There was nothing nasty in the lake, although it was bitterly cold after a cool, wet winter, and only the hardy went swimming - and then compared their hypothermic symptoms thereafter. I ventured in 3 times, for about 5 minutes apiece (after at least that long actually getting to the point of immersion - the cold bypassed the skin and went straight to the muscles, creating a deep, visceral cramp). The camp had several aluminium canoes, 17 footers, and a bit of a handful for an inexperienced canoeist, as I discovered fairly early on when I found myself in danger of being marooned on the far side of the lake (probably 1000 yards or so, really) because I couldn't keep the canoe turned into the wind to paddle back. I eventually solved that problem by towing it through the shallows to the closest point, climbing into the front, and just paddling doggedly across the lake, alternating counts of strokes and curses; I hope the boat was not a Baptist. A few times I went out with other people, much easier. One of the colonists had also brought with her a very nice wooden kayak, made by her husband. She was not a morning person, was never seen before 10 am, so she let me take it out in the mornings. So one morning I found myself sitting on a lake as the morning mist cleared, listening to the echo of the loon's cry mapping out the lake around me.

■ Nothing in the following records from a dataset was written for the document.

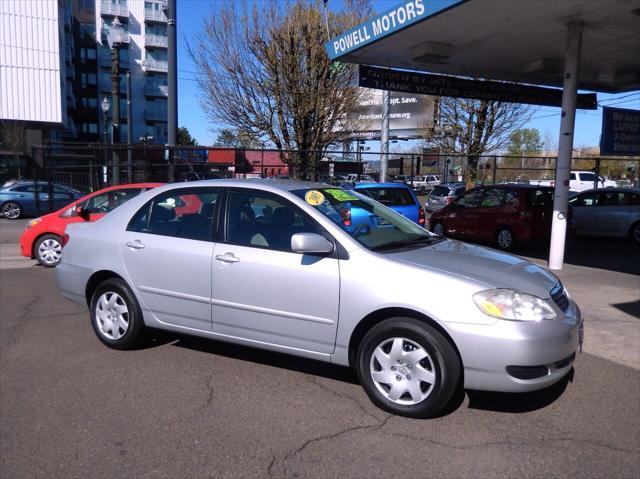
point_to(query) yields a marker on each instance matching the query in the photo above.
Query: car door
(168, 255)
(584, 211)
(262, 291)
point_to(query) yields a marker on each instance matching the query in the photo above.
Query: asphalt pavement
(187, 407)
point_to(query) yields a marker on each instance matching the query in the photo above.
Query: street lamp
(115, 38)
(105, 111)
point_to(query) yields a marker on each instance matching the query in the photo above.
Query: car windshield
(393, 196)
(372, 224)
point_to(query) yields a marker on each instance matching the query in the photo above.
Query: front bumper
(497, 357)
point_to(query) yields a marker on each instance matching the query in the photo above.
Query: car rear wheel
(408, 368)
(11, 210)
(116, 316)
(634, 232)
(48, 250)
(505, 239)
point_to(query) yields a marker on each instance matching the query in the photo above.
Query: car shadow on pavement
(519, 402)
(268, 358)
(612, 254)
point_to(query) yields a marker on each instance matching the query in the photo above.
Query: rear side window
(470, 199)
(540, 198)
(441, 191)
(187, 213)
(389, 196)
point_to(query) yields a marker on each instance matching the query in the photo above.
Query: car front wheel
(11, 210)
(116, 316)
(408, 368)
(48, 251)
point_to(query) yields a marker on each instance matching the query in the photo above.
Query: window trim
(339, 252)
(213, 227)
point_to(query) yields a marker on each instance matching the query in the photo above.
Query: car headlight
(34, 222)
(513, 305)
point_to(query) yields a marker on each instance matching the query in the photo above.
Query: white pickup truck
(580, 181)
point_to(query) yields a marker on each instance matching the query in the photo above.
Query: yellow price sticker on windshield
(314, 197)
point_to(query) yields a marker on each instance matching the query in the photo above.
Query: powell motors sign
(397, 18)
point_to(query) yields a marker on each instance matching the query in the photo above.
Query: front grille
(559, 296)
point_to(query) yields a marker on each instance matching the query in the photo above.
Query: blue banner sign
(397, 18)
(620, 132)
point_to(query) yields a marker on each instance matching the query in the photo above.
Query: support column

Work, oh yes, work. We had silent working hours from 9 am to 5 pm (with the exception of one hour for lunch) during which we were not only permitted but required to ignore each others' existence. Nothing better for a writer, for whom the threat of interruption can be crippling. Breaking deep concentration on a scene can be nearly painful. On the first day various people deployed themselves to various sunny spots with notebooks, but as the weather deteriorated, we tended to keep to our rooms. Meals were laid on, communal, in the lodge, breakfast at 8 am, lunch at 12, dinner at 6 pm; corn, chicken and macaroons (oh those macaroons) to die for. We ate at 2 large round tables, those of us who showed up for meals. Some people were seldom seen outside happy hour (5 pm, in the one cabin we were allowed to have alcohol in). Others, like myself, were never seen at happy hour. I think there were only 2 people from outside Saskatchewan, and many of the colonists had been coming to these retreats for years. I had no sense of having to break into a closed circle; I just found myself on the periphery of a large, loose network of people who house-sat for each other, minded each other's pets and knew each other's stories from colony to colony; given time, I too will work myself into the collective lore! I am already plotting to go back next year. Writers predominated. First week there was a painter and a photographer, and second week, 2 more painters arrived. The visual artists occupied a huge fabric walled studio that looked like the full-grown offspring of a tent and a quonset hut, being was large enough to have a garage-sized roll-up door in the end. Sides and wall were translucent and we were given to understand the light on fine days was like daylight - but no one was allowed in there except on the artists' say so. We had no internet, no phone, there was a TV in the retreat house but it was never turned on, and while the occasional newspaper floated through, it was usually 2 days old and local. Evenings, when not writing, those of us in the retreat worked on a communal jigsaw puzzle. We had done three and a half by the time I had to leave, 2 days early, to get back to do a presentation at work. Didn't finish the book; did start making progress again, which I am going to have to fight to maintain, since I spent most of this evening summarizing presentations from a conference I attended just before going to the colony.